In this case it may not have mattered. Cloudflare was having a real bad morning today. Got the calls from a few clients that they could not get to their own sites from the own offices that are in the IP whitelist.
Having your IP(s) in it can't hurt, but when Cloudflare themselves are having problems I don't think it's going to matter.
If it's a large problem on Cloudflare's side, I would have expected them to fix it in much less than 8.5 hours. Considering how widely used they are, that's terrible.

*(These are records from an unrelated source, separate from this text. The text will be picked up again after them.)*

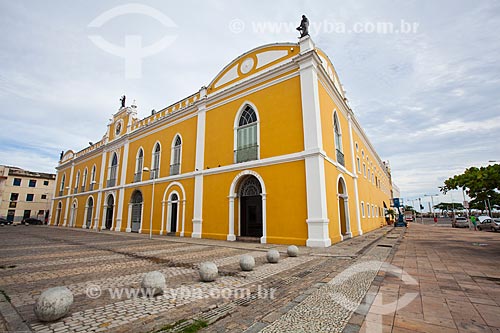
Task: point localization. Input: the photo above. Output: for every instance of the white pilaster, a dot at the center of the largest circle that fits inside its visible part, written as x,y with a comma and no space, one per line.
317,214
200,160
263,239
68,198
99,188
162,217
355,173
129,218
121,192
183,217
230,235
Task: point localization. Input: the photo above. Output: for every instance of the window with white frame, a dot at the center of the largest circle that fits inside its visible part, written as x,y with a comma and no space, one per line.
139,164
92,178
61,188
175,164
77,181
338,139
113,171
155,168
247,145
84,180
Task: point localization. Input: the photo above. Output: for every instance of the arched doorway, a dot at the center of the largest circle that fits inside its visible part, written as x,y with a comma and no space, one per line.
90,210
72,220
110,203
345,229
250,207
174,208
136,202
58,213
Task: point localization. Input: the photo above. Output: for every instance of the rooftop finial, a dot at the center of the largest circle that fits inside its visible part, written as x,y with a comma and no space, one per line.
303,27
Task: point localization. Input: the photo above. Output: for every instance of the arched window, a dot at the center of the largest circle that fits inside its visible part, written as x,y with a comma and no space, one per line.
338,139
77,181
63,180
113,170
136,205
175,165
92,178
139,165
247,146
84,179
90,210
155,168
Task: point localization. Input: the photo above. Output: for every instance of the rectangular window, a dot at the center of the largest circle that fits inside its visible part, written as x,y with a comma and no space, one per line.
247,148
10,214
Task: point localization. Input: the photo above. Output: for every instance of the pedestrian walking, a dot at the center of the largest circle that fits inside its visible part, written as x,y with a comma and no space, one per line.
474,221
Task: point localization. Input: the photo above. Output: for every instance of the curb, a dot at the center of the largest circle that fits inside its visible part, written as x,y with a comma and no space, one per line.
359,315
12,319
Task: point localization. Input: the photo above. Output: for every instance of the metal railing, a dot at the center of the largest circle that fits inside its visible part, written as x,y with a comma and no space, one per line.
175,169
246,154
137,177
340,157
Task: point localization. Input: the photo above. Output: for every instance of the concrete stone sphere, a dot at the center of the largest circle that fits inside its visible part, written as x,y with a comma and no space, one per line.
208,271
273,256
247,262
53,303
154,282
292,251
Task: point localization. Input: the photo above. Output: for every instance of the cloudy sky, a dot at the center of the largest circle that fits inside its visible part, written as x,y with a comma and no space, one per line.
426,93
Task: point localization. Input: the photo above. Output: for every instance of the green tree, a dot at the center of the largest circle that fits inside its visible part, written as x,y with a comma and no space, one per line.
481,184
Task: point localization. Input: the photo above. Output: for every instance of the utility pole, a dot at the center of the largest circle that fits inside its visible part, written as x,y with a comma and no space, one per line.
420,210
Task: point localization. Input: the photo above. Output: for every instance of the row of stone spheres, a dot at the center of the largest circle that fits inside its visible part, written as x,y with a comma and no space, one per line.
55,303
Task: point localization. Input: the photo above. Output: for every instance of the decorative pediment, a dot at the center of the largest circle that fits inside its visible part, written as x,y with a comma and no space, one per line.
252,62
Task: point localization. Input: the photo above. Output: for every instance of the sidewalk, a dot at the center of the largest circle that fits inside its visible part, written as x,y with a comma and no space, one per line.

I think a more reliable solution would be to have purpose-built scraping endpoints that take an API key. The endpoints could be defined in such a way to allow for checksum-based data reconciliation. That way, whenever there are outages (Cloudflare or otherwise) the missing data could be correctly retrieved after the fact, and there would never be any doubt as to whether you're one-to-one with the master data.
Currently, some of the "master data" doesn't exist: if a user edits their post within 10 minutes, the original is lost from the forum.

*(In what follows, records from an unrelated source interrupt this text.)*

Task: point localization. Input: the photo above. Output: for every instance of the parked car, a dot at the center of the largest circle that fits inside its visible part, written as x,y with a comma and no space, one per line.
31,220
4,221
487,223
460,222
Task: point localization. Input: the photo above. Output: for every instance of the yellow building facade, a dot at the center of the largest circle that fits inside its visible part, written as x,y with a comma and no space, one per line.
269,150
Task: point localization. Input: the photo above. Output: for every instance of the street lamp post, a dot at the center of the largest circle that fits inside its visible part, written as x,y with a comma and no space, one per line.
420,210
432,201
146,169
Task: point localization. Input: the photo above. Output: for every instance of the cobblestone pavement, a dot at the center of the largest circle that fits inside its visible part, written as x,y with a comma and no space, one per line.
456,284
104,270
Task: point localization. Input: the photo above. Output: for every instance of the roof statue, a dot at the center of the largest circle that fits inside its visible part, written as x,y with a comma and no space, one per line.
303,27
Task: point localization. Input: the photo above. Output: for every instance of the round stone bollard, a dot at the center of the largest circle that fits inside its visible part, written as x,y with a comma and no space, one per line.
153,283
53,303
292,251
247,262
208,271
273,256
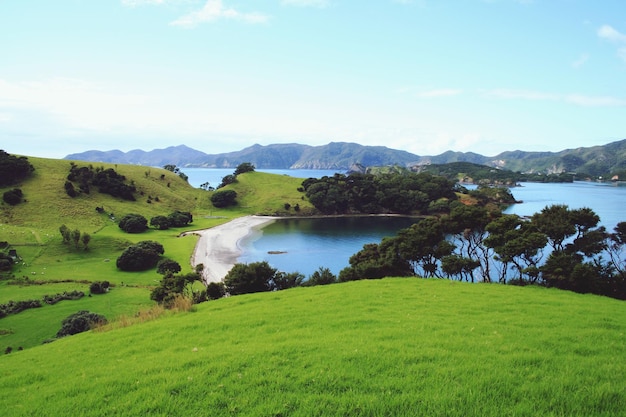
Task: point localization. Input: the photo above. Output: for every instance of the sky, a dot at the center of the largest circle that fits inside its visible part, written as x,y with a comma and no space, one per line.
424,76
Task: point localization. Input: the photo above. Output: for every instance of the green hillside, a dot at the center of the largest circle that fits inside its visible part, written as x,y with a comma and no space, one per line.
392,347
49,267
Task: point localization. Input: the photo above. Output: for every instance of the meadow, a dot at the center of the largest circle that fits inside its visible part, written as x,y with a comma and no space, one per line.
32,228
391,347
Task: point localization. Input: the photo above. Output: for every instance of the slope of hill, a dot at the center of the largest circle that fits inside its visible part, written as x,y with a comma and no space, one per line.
393,347
49,267
594,161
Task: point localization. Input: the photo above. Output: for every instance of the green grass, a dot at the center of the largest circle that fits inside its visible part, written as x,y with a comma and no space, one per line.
395,347
33,229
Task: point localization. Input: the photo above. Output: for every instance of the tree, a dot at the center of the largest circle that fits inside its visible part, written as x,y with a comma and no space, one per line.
13,168
165,266
180,218
323,276
215,290
75,237
141,256
173,286
99,287
286,280
79,322
243,168
13,197
221,199
133,223
160,222
85,238
228,179
249,278
65,233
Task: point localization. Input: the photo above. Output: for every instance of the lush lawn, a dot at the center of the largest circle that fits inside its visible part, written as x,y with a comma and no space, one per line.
394,347
32,228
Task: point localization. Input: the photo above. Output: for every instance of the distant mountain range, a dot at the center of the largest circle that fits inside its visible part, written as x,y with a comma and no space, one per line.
596,160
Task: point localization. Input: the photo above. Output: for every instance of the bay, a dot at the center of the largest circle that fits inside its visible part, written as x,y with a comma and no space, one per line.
199,176
305,244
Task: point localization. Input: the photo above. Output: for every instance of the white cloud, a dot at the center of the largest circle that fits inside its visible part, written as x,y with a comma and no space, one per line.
214,10
609,33
595,101
582,59
444,92
577,99
134,3
521,94
306,3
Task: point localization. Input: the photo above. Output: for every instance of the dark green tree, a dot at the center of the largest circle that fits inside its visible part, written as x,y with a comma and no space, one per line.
133,223
13,197
250,278
243,168
141,256
221,199
79,322
323,276
165,266
13,169
160,222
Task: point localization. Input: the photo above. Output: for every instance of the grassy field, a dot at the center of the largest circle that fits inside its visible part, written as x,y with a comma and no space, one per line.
393,347
32,228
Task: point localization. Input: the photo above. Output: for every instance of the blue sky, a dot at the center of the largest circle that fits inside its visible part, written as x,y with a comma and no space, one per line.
425,76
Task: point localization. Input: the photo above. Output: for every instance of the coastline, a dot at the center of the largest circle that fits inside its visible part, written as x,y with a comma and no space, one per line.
218,247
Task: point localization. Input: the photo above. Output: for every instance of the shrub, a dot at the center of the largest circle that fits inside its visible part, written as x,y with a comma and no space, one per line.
225,198
13,168
141,256
99,287
215,290
13,197
80,322
133,223
168,265
160,222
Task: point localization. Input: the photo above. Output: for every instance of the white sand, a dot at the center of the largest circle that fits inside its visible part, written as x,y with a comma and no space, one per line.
218,247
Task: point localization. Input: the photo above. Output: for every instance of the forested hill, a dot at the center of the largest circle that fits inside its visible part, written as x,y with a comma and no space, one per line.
594,161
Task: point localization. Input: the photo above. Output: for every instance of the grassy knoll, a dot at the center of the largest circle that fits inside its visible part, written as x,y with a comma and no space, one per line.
400,347
32,228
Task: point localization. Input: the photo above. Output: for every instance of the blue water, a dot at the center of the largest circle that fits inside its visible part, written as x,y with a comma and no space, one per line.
309,243
213,176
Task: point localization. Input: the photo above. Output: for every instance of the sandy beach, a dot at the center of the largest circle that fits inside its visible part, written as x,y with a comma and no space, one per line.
218,247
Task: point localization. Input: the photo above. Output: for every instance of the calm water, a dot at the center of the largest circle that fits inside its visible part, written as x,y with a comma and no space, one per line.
213,176
607,200
311,243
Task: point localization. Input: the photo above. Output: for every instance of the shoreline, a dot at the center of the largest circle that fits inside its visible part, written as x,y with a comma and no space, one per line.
218,247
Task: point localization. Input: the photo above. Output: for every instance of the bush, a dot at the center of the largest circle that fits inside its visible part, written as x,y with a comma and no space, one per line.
133,223
99,287
225,198
160,222
141,256
165,266
80,322
180,218
250,278
13,197
13,168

Allowing scrappers has already made all forum posts and other data freely searchable, so unless this will change, I see no reason to it implement an api for people like loyce. It would probably make sense to charge for said access
New access structure for loyce.club: Unedited post: $2. Viewing a Trust list: $2. Notifications: $0.50 each. Somehow charging fees for non-commercial community projects doesn't seem right.
My scraper got whitelisted! Thanks theymos
Whitelisting is, as theymos called it, a "janky" solution. Downloading
All for instance still gives:
ERROR 503: Service Temporarily Unavailable.
I don't need "All" so that's okay. Let's see if this works next time Cloudflare kills bots again.
Ninjastic.space
is whitelisted too.